Clemson University Institute for Parks

2016 Award Recipients

The Benton H. Box Award - Dr. Wayne Freimund
The William C. Everhart Award - Julia Washburn
The Walter T. Cox Award - Anne Springs Close
The Dwight A. Holder Award -  Dr. Keenan Adams
Fran P. Mainella Award - awarded in alternative years
The Robert G. Stanton Award - Dr. Lavelle Merritt
The Institute for Parks Distinguished Service Award - Ronald H. Walker

The Benton H. Box Award

The Award is named in appreciation of Dr. Box's distinguished career as an educator/administrator, especially as Dean of the College of Forest and Recreation Resources at Clemson University, which he led to national and international recognition for academic excellence and for leadership in fostering private innovation in resource management.

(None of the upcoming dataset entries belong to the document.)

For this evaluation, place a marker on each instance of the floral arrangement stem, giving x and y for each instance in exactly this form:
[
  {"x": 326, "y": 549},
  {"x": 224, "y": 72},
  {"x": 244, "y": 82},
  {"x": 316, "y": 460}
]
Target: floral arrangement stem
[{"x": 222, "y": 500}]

The Award recognizes the teacher who by precept and example inspires in students the quest for knowledge; or the administrator who fosters a learning environment and encourages curriculum innovation to inculcate an "environmental ethic" as the rule of conduct involving resource management, development and utilization; or the private practitioner whose management over a sustained period demonstrates leadership in preserving, enhancing, renewing and restoring a livable environment.

The Benton H. Box Award was awarded to Dr. Wayne Freimund for recognition as a teacher who by precept and example inspiresin students the quest for knowledge and encourages curriculum innovation to inculcate an “environmental ethic” as the rule of conduct.

Dr. Benton H. Box, Dr. Wayne Freimund, and Dr. Jeff Hallo

Dr. Wayne Freimund has served on the Park, Tourism and Recreation Management faculty at the University of Montana since 1993. He teaches courses in Advanced Protected Area Management, Advanced Visitor Management, Planning for Recreation and Tourism, and National Parks and American Culture. He has extensive research experience in U.S. National Parks and Forests on planning, visitor management and community involvement, including winter use management at Yellowstone National Park and Going to the Sun Road planning at Glacier National Park. He has formally advised 12 Ph.D. students and 19 M.S. students. He was Co-Director of the International Seminar on Protected Area Management (ISPAM) for 15 years. ISPAM has served over 550 protected area managers from 83 countries. Dr. Freimund is also a member of the IUCN World Commission on Protected Areas. Dr. Freimund has worked extensively in southern Africa on integrating social and ecological systems associated with protected areas. He has held several administration positions at the University of Montana including Wilderness Institute Director, Chair of the Department of Society and Conservation, and Interim Dean of the College of Forestry and Conservation. He did his undergraduate and Doctoral work at the University of Minnesota and his M.S. at West Virginia University. He and his wife Tammy live in Missoula Montana.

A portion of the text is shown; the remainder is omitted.